As its name suggests, heuristic evaluation is not a pure analysis technique. It might be thought of as "analysis by a team of analysists using a variety of informed models". A more descriptive term applied to heuristic evaluation is Usability Inspection : an inspection is carried out and a list of problems affecting usability is drawn up. For its effect, the heuristic evaluation method relies on two techniques in combination. First, it employs a team of evaluators rather than relying on one person to carry out the evaluation. Second, a set of design heuristics is used to guide the evaluation.
Molich and Nielsen [1990a] have listed nine heuristics which can be used to generate ideas while critiquing the system. These nine principles seem to be well suited as the basis for practical heuristic evaluation. These nine principles correspond more or less to principles that are generally recognized in the user interface community and almost all usability problems fit well into one of these categories.
In order to test the practical applicability of heuristic evaluation, Nielsen and Molich [1990b], conducted four experiments where a number of evaluators were presented with an interface design and asked to comment on it. They found that individual evaluators were mostly bad at doing heuristic evaluations and that they only found between 20% and 51% of the usability problems in the interfaces they evaluated. On the other hand, they found that the overall result can can be dramatically improved by forming aggregates of evaluators since the "collected wisdom" of several evaluators is not just equal to that of the best evaluator in the group. Aggregates of evaluators are formed by having several evaluators conduct a heuristic evaluation and then collecting the usability problems found by each of them to form a larger set.

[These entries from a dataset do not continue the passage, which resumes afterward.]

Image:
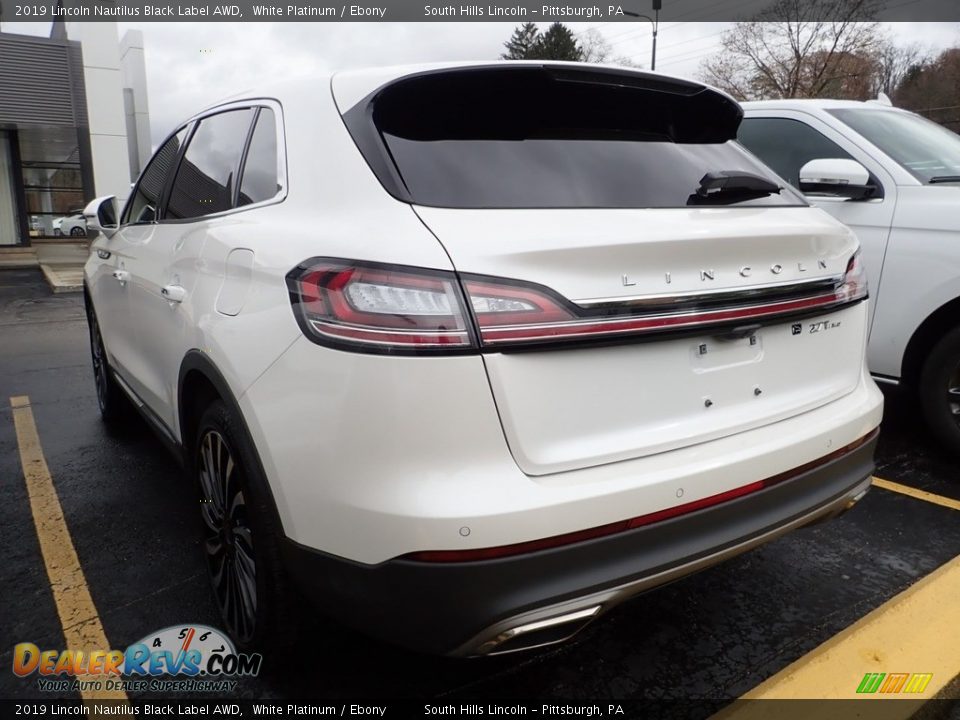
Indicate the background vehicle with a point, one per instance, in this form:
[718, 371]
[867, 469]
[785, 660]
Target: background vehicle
[74, 224]
[894, 178]
[545, 346]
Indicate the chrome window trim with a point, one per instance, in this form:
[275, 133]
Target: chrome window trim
[282, 176]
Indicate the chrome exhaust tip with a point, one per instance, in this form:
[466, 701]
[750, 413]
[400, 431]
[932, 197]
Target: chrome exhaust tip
[539, 633]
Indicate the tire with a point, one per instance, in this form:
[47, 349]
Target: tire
[114, 404]
[241, 535]
[940, 390]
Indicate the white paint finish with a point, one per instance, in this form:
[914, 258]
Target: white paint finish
[236, 282]
[400, 466]
[373, 456]
[583, 254]
[579, 408]
[910, 238]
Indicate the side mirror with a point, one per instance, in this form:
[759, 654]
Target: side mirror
[837, 177]
[101, 215]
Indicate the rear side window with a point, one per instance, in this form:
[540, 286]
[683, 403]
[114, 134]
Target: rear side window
[260, 167]
[787, 145]
[142, 208]
[207, 177]
[552, 138]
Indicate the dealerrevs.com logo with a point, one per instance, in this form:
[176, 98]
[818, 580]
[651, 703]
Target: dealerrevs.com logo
[199, 657]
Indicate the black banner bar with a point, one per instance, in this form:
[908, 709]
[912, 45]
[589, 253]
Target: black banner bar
[431, 11]
[869, 706]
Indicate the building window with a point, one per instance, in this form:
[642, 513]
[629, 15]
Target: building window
[52, 180]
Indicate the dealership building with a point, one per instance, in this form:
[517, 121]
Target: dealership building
[74, 124]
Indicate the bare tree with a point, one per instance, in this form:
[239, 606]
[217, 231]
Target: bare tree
[596, 48]
[796, 48]
[894, 62]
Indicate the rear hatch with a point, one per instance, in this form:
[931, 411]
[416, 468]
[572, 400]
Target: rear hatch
[675, 306]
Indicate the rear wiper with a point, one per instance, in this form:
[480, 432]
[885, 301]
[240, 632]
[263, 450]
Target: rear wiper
[731, 187]
[735, 181]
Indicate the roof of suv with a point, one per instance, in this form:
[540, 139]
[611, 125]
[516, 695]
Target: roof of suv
[816, 104]
[350, 86]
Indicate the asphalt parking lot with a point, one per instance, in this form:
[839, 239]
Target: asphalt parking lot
[713, 636]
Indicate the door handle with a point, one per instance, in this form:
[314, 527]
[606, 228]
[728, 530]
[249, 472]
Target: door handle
[173, 293]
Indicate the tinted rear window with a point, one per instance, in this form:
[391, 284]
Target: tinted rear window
[564, 172]
[528, 138]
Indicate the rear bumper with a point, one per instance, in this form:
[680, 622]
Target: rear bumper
[514, 603]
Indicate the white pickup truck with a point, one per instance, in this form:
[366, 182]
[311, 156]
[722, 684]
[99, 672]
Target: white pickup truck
[894, 178]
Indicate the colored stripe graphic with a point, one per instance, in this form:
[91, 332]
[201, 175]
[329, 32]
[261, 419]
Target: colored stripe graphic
[918, 682]
[871, 682]
[894, 682]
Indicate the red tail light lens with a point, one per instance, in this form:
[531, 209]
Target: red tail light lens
[511, 314]
[395, 309]
[854, 281]
[380, 307]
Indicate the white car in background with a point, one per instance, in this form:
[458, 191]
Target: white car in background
[894, 178]
[472, 353]
[74, 224]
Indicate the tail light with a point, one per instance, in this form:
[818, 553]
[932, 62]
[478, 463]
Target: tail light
[379, 307]
[396, 309]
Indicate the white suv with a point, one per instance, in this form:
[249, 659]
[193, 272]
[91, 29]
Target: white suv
[471, 353]
[894, 178]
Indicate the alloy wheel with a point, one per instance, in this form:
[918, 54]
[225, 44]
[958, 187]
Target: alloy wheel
[228, 538]
[953, 394]
[98, 356]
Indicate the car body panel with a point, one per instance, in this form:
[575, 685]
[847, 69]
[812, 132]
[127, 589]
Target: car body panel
[911, 245]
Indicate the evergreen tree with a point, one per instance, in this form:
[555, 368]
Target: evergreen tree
[525, 37]
[557, 43]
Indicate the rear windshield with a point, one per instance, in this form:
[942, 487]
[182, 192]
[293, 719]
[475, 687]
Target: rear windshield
[525, 140]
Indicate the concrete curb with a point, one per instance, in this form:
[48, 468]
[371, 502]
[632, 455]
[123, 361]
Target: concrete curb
[63, 278]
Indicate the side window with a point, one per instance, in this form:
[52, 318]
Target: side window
[787, 145]
[142, 207]
[259, 181]
[207, 175]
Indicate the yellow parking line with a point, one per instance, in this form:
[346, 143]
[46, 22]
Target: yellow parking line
[78, 615]
[918, 494]
[914, 637]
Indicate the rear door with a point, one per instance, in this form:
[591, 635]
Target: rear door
[167, 270]
[114, 299]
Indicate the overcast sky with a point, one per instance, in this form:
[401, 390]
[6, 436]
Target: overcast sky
[190, 65]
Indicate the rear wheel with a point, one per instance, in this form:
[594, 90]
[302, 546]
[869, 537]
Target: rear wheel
[940, 390]
[241, 534]
[113, 404]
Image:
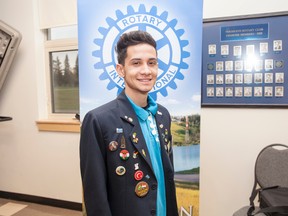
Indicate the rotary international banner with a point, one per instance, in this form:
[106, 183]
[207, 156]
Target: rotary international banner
[177, 28]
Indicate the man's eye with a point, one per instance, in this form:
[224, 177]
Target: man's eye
[152, 63]
[136, 63]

They also found that three to five evaluators in an aggregate would be
able to detect about two third of the usability problems. The result
can be seen in figure 1.
They also found that in order to produce better results than the individual evaluatons, the evaluators should do their evaluations independently of each other and only compare results after each of them has looked at the design and written his/her evaluation report. This is so that the evaluators don't bias each other towards a certain way of approaching the analysis and therefore only discover certain usability problems.
In another study carried out by Nielsen[1992], he found out that usability specialists
were much better than those without usability expertise at finding
usablilty problems by heurisitic evaluation. Furthermore, usability
specialists with expertise in the specific kind of interface being
evaluated did much better than regular usability specialists without
such expertise, especially with regard to certain usability
problems that were unique to that kind of interface.
In figure 2, `Novice evaluators' refer to evaluators with no usability expertise, "regular specialists" refer to usability specialists, and "double specialists" refer to usability specialists who also have experience with the particular kind of interface being evaluated. As can be seen from figure 2, the double specialists found significantly more usability problems than did the regular usability specialists. If double specialists are used a smaller group size can be used to evaluate the interface. A size of two to three has been recommended.
He also found that major usability problems have higher probability of being found than minor problems by heuristic evaluation. Problems with the lack of clearly marked exits are harder to find than problems violating the other heuristics, and additional efforts should be taken to identify these usability problems.
A number of advantages are claimed for heuristic evaluation. They include
A disadvantage of the method is that it sometimes identifies usability
problems without providing direct suggestions to solve them The method is
biased by the current mindset of the evaluators and
normally does not generate breakthroughs in the evaluated design.